# CMP 5006 - Information Security 


## Cryptographic Hashes


### Alejandro Proano, PhD. 

In [None]:
## MAP
a = dict()
# the address in memory of 1 is given by hash(x)
a['x'] = 1
a['y'] = 2

## SET
b = set()
# the address in memory of x is determined by hash(1)
b.add(1)
b.add(2)

## What is a Cryptographic Hash Function?

- A mathematical algorithm that maps data of arbitrary size to a fixed-size output
- Designed to be a one-way function (practically impossible to invert)
- Key properties:
  1. Deterministic
  2. Quick to compute
  3. Infeasible to reverse
  4. Small changes in input cause large changes in output
  5. Collision-resistant


## Properties of Cryptographic Hash Functions

### 1. Pre-image Resistance

Given a hash value h, it should be computationally infeasible to find any message m such that:

$\text{hash}(m) = h$

### 2. Second Pre-image Resistance

Given an input $m_1$, it should be computationally infeasible to find a different input $m_2$ such that:

$\text{hash}(m_1) = \text{hash}(m_2)$

### 3. Collision Resistance

It should be computationally infeasible to find two different messages $m_1$ and $m_2$ such that:

$\text{hash}(m_1) = \text{hash}(m_2)$


## Common Cryptographic Hash Functions

1. MD5 (deprecated)
2. SHA-1 (deprecated)
3. SHA-2 family (SHA-256, SHA-512)
4. SHA-3 family
5. BLAKE2
6. BLAKE3


## Example: SHA-256

SHA-256 produces a 256-bit (32-byte) hash value, typically rendered as a 64-digit hexadecimal number.


In [14]:
import hashlib
from scipy.spatial import distance

message = "Hello, Crypto!"
hash_object = hashlib.sha256(message.encode())
hex_dig = hash_object.hexdigest()
print(hex_dig)

message1 = "Hello, Crypto!!"
hash_object1 = hashlib.sha256(message1.encode())
hex_dig1 = hash_object1.hexdigest()
print(hex_dig1)

print(distance.hamming(list(hex_dig), list(hex_dig1))*len(list(hex_dig)), len(list(hex_dig)))

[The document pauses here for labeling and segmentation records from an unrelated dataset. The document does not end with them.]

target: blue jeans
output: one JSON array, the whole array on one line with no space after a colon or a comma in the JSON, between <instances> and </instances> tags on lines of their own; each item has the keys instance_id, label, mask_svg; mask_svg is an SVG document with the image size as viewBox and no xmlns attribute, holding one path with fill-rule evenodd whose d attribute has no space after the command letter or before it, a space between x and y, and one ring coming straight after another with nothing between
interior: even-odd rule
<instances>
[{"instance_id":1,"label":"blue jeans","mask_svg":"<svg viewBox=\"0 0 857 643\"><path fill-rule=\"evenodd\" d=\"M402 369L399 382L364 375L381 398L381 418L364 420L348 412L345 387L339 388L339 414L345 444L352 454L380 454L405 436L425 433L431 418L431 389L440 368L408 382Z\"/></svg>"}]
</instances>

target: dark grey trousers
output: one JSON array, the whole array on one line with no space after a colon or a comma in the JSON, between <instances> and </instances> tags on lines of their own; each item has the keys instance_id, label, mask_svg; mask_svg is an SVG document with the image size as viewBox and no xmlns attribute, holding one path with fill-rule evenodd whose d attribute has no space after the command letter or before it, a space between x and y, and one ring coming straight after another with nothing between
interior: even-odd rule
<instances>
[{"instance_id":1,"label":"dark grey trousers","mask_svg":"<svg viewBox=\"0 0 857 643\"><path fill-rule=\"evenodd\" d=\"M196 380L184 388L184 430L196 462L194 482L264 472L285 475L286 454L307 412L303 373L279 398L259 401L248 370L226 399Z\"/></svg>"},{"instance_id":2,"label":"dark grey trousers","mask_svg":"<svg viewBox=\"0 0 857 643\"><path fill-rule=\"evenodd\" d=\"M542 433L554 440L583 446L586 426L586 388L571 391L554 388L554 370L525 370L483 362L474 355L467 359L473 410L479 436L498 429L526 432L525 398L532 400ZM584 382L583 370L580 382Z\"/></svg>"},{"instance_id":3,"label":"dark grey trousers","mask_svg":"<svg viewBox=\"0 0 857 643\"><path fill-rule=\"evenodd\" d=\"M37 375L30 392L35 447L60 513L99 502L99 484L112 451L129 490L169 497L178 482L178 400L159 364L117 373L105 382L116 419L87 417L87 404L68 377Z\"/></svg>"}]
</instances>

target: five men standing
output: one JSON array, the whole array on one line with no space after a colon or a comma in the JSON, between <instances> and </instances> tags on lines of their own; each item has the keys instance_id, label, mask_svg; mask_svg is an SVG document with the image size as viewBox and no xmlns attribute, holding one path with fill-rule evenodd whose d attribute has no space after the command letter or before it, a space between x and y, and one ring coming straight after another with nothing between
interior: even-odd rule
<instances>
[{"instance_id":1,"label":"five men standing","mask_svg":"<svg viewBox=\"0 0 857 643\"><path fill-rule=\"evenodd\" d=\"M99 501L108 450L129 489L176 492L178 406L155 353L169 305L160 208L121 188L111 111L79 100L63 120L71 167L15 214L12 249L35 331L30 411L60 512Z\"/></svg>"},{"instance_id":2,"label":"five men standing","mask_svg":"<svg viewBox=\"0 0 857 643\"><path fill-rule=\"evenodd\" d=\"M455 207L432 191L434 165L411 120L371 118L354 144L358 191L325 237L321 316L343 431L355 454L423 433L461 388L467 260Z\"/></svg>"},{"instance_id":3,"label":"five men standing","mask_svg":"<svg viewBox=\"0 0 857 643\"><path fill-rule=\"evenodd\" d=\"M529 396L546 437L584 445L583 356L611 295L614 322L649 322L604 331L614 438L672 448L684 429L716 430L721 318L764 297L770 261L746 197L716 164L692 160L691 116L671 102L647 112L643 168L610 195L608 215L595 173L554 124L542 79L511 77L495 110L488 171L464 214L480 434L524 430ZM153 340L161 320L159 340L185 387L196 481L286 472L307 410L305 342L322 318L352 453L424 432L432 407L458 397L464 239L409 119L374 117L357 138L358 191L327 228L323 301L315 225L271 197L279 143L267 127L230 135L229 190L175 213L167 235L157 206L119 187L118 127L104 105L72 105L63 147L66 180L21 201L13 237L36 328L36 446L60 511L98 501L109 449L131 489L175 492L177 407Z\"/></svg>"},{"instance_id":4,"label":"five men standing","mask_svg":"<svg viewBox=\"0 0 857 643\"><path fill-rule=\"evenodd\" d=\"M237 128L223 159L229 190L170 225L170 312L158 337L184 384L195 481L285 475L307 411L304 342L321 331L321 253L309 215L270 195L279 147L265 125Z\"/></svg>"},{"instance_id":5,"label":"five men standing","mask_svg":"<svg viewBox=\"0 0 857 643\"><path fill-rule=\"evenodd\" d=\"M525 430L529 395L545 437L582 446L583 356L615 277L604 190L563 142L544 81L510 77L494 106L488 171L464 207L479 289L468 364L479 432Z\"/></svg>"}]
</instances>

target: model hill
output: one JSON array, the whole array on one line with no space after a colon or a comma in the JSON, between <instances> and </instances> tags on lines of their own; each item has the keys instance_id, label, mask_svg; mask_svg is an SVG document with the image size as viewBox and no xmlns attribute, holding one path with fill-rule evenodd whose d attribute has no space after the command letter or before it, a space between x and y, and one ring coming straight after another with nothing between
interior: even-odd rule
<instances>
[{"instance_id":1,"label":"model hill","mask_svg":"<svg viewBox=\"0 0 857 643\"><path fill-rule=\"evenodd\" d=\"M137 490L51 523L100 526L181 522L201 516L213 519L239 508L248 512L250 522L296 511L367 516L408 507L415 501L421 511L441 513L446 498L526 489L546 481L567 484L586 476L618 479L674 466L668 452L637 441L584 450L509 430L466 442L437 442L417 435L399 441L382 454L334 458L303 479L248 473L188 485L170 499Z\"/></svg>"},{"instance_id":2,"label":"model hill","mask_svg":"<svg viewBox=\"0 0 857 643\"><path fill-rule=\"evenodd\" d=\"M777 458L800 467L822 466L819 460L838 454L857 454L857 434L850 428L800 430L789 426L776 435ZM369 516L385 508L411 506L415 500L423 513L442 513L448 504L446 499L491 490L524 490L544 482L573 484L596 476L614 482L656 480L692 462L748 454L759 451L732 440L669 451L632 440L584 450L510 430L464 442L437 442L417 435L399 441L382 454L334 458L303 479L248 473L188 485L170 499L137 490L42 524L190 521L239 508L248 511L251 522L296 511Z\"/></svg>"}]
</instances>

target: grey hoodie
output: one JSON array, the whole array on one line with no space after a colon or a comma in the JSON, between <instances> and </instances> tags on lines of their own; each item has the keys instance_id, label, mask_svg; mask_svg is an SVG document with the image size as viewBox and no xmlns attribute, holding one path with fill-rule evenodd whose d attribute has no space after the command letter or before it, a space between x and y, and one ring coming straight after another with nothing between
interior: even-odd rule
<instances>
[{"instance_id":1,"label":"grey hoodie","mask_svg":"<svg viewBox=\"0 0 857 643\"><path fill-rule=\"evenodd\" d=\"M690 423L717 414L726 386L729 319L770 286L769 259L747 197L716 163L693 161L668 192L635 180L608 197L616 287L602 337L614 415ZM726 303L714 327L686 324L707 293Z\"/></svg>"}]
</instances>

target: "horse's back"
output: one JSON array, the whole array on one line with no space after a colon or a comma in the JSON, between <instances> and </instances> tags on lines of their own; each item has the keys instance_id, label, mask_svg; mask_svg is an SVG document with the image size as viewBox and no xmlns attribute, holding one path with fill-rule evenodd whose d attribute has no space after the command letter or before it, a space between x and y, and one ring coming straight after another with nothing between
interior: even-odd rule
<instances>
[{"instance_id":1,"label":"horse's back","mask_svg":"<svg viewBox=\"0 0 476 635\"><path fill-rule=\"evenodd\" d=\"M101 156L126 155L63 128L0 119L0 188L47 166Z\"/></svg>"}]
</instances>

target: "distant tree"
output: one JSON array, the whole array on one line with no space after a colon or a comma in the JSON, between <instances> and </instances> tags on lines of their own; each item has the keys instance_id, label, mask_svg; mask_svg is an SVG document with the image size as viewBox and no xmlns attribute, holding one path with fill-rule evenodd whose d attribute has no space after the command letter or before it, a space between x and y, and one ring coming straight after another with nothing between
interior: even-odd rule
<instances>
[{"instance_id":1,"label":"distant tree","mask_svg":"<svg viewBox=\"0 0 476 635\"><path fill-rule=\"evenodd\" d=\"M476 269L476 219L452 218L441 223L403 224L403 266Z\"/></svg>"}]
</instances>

de0640f1dc17ca1b01fb9eba3019ed07c12e2af4ae990ecb36aa669898a9fd40
b70e01f32faf33c2f7fb33025e7dd3839f54bd70d62b1d046d65359959ad66f6
58.0 64


## Applications of Cryptographic Hashes

1. Password storage
2. Data integrity verification
3. Digital signatures
4. Proof of work in blockchain
5. Hash-based message authentication codes (HMAC)


## Password Storage Example

Instead of storing plaintext passwords, store their hashes:


In [4]:
def hash_password(password):
    return hashlib.sha256(password.encode()).hexdigest()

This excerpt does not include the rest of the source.